I have built and run a mixed effects logistic regression model in the lme4 package for r to estimate the probability of occupancy of fishes in different locations (cells/habitats). The data frame consists of 1,207,140 observations of 68 individual fish. For each individual (per day for ~ 1 year) it describes the the number of occurrences at each unique location relative to the total number of occurrences in all locations.
Here is the base model:
m.base = glmer(cbind(N,t.move-N) ~ jdate + snSurface.Area + Restoration..P.A. +
Release.Location+ Sex + (1|Station) + (0 + jdate|ID), data=allfishdat, family=binomial)

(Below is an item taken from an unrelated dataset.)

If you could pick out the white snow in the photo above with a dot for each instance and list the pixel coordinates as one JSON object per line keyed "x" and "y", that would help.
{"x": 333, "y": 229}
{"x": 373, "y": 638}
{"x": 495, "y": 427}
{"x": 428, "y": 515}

where N=# unique positions, t.move=total positions, jdate=julian date, Station=locations, ID=fish ID
I get the following warning message:
Warning messages:
1: In checkConv(attr(opt, "derivs"), opt$par, ctrl = control$checkConv, :
Model failed to converge with max|grad| = 3349.26 (tol = 0.001)
2: In if (resHess$code != 0) { :
the condition has length > 1 and only the first element will be used
3: In checkConv(attr(opt, "derivs"), opt$par, ctrl = control$checkConv, :
Model is nearly unidentifiable: very large eigenvalue
- Rescale variables?;Model is nearly unidentifiable: large eigenvalue ratio
- Rescale variables?
I done some searching to try to understand what these messages mean and their implications on the model, but have not yet understood the warnings.